Five scary statistics for tween life today:
- Over 80% of 10-year-old girls are afraid of being fat.1
- Girls who had high self-esteem in seventh grade were three times more likely to have remained virgins than were girls with low self-esteem.2
- A girl’s self-esteem is not really based on how much she weighs. A more accurate statement would be her self-esteem is directly related to how she views her body shape and weight.
- Over 40% of first, second, and third grade girls want to lose weight.3
- Girls’ self-esteem peaks when they are 9 years old, then takes a nose dive.4
So now that I’ve scared you, let me tell you the good news.
It doesn’t have to be that way for your child. Helping her to develop self-worth, self-confidence, self-control, and any other self-word you want to use may be easier than you think. The list below gives you examples of how to use your tween’s senses to build and maintain self-esteem (I bet you thought I ran out of self- words—oh no.) Here we go…
Sense-sational Fun – Sight, Smell, Sound, Taste, Touch
How many of the five senses can you get your tween to use for each activity?
- Zoo visit, animal shelter visit, animal hospital tour, zookeeper program (tours and visits should be done with your child). Encourage her to try a new program.
- Craft Fairs / Craft Classes (these are great ways for you and your child to show your creative sides).
- Attend a recording session (especially if your child is into music, or shows interest or is currently editing personal videos).
- Tour a TV station together or as a family. Expose her to careers and skills needed to work in this environment.
- Dance (no, not sending her to dance class) with your child just for fun.

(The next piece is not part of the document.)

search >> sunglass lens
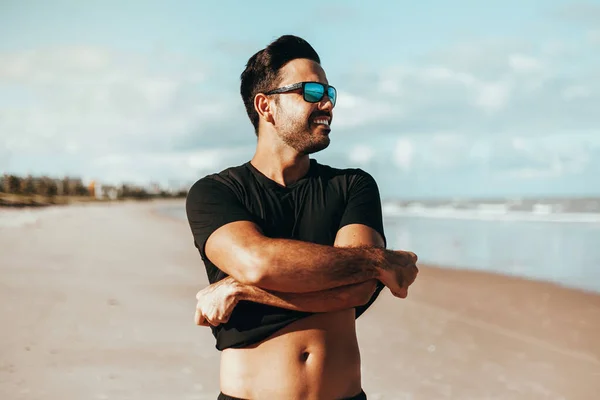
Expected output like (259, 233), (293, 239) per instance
(327, 86), (337, 106)
(304, 82), (325, 103)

- Listen and sing songs together that have a positive message. Examples are “Happy” by Pharrell Williams or “I Love You Just the Way You Are” by Billy Joel. Are you getting my drift?

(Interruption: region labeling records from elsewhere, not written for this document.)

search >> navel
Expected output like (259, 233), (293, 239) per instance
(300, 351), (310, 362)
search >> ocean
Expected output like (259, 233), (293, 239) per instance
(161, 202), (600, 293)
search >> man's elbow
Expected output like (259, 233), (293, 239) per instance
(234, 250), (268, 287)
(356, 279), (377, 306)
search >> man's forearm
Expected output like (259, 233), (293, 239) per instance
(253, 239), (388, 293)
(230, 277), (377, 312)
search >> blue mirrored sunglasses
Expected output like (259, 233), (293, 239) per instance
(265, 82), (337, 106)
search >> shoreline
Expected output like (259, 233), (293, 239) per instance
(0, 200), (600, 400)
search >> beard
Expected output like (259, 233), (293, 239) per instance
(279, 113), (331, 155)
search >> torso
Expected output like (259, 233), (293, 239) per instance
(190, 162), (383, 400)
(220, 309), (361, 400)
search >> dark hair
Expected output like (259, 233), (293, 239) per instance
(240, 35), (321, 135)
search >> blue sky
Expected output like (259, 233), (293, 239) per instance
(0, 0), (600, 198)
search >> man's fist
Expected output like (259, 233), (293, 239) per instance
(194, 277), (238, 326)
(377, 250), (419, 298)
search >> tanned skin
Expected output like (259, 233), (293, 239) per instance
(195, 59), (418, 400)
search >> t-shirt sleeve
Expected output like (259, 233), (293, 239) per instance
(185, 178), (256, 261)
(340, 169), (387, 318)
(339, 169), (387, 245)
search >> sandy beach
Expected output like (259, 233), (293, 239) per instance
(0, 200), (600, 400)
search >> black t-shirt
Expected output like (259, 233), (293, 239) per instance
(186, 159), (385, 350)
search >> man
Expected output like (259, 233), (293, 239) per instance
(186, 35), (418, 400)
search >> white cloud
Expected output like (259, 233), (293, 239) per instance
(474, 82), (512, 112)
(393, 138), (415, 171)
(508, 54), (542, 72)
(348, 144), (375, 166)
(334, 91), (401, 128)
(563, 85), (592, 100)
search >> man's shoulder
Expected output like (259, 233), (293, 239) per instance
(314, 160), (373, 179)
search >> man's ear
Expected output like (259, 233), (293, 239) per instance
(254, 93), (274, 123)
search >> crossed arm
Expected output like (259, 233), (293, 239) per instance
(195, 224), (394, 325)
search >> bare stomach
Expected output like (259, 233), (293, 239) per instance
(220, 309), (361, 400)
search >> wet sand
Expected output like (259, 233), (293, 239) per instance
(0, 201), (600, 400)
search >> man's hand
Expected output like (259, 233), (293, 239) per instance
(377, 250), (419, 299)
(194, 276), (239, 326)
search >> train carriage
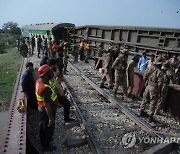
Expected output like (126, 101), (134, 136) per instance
(21, 23), (75, 41)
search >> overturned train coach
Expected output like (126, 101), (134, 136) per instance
(71, 25), (180, 120)
(21, 23), (75, 41)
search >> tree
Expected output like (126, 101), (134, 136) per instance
(2, 21), (21, 35)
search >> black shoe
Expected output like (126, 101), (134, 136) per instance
(99, 83), (104, 88)
(43, 145), (57, 151)
(149, 116), (157, 123)
(64, 118), (77, 123)
(139, 111), (149, 118)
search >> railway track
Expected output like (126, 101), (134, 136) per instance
(0, 53), (179, 154)
(58, 59), (179, 153)
(0, 59), (27, 154)
(67, 58), (180, 137)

- Connect with your daughter through pictures (look at them, take them, post them somewhere, etc.)
- Read a book together. Take advantage of teaching moments by engaging in conversation. Ask open ended questions. Listen to the answers. Do not criticize.
- Play games or sports together.
- Travel with your child. It is not necessary to take them to the Taj Mahal to provide a wonderful experience. There are many sights to be seen in your own backyard. If you are able to give your child an experience out of the country, by all means do so—together.

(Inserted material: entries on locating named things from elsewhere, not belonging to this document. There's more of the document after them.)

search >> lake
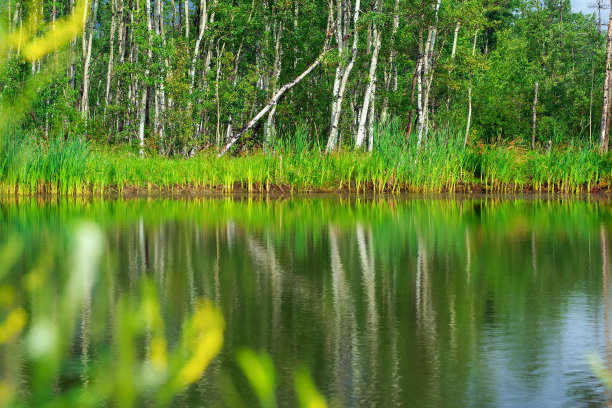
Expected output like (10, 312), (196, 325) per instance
(0, 196), (612, 407)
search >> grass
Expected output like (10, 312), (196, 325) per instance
(0, 124), (612, 196)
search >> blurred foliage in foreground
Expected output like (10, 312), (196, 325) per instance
(0, 223), (326, 408)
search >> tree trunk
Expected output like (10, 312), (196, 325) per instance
(265, 21), (283, 147)
(355, 19), (382, 149)
(531, 81), (539, 150)
(600, 4), (612, 153)
(217, 41), (331, 157)
(138, 0), (153, 157)
(463, 28), (478, 147)
(81, 0), (98, 120)
(185, 0), (208, 95)
(417, 0), (441, 146)
(380, 0), (399, 123)
(104, 0), (117, 117)
(327, 0), (361, 152)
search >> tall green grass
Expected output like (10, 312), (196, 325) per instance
(0, 122), (612, 196)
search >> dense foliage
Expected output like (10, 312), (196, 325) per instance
(0, 0), (605, 156)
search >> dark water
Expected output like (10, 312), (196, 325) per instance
(0, 198), (612, 407)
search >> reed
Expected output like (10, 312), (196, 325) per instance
(0, 122), (612, 196)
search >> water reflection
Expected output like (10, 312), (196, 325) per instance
(0, 199), (612, 407)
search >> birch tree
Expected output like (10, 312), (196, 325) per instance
(355, 1), (382, 150)
(599, 0), (612, 153)
(327, 0), (361, 152)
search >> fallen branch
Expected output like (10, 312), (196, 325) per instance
(217, 41), (332, 157)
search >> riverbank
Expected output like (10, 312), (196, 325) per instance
(0, 134), (612, 196)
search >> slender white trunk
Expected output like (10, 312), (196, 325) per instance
(189, 0), (208, 95)
(81, 0), (98, 119)
(600, 0), (612, 153)
(104, 0), (117, 116)
(217, 41), (330, 157)
(355, 26), (382, 149)
(463, 28), (478, 147)
(327, 0), (361, 152)
(265, 22), (283, 146)
(138, 0), (153, 156)
(380, 0), (399, 123)
(417, 0), (441, 146)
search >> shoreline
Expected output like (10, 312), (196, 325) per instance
(0, 181), (612, 199)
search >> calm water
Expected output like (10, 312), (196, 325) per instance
(0, 198), (612, 407)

- Community service projects are a good way to show your child how to give back. It is also a great way to show your child just how fortunate she truly is. Sometimes you can leave the words behind and let the visual be the teacher.
- Relax together. This may be harder for you than for your child.
The examples above are offered as starting points. Tailor your Sense-sational Fun activities around what your child enjoys. Find a way to do things together. If you haven’t noticed, the common thread in all these activities is really you and your child being active participants.
Why do I need to do everything with my tween? You don’t. Just remember that this time in your child’s life is a transition period. They are struggling just like a butterfly transitioning from its chrysalis. It’s not always pretty. With help from you, your tween will emerge from her transition a strong, self-assured young woman. Armed with your support and the tools she needs as a teen, her journey will be easier and less painful.
Well, once you get through this phase, hold on to your hat. The teen years are next.
Would you like to know what the top wish of teen girls is? Brace yourself. Their top wish is for better communication with their parents. They want more open conversations. They want more frequent conversations.
You have a head start by engaging your tween now. Take advantage of it. You don’t get to relive this time or any other time in their lives.
1Andrist, Linda C. “Media Images, Body Dissatisfaction, and Disordered Eating in Adolescent Women.” MCN: The American Journal of Maternal Child Nursing 28.2 (2003).
2Spencer, J. M., G. D. Zimet, M. C. Aalsma, and D. P. Orr. “Self-Esteem as a Predictor of Initiation of Coitus in Early Adolescents.” Pediatrics 109.4 (2002): 581-84. Print.
3Body Image in the 21st Century.
4Robin F. Goodman on the New York University Child Study Center Web site.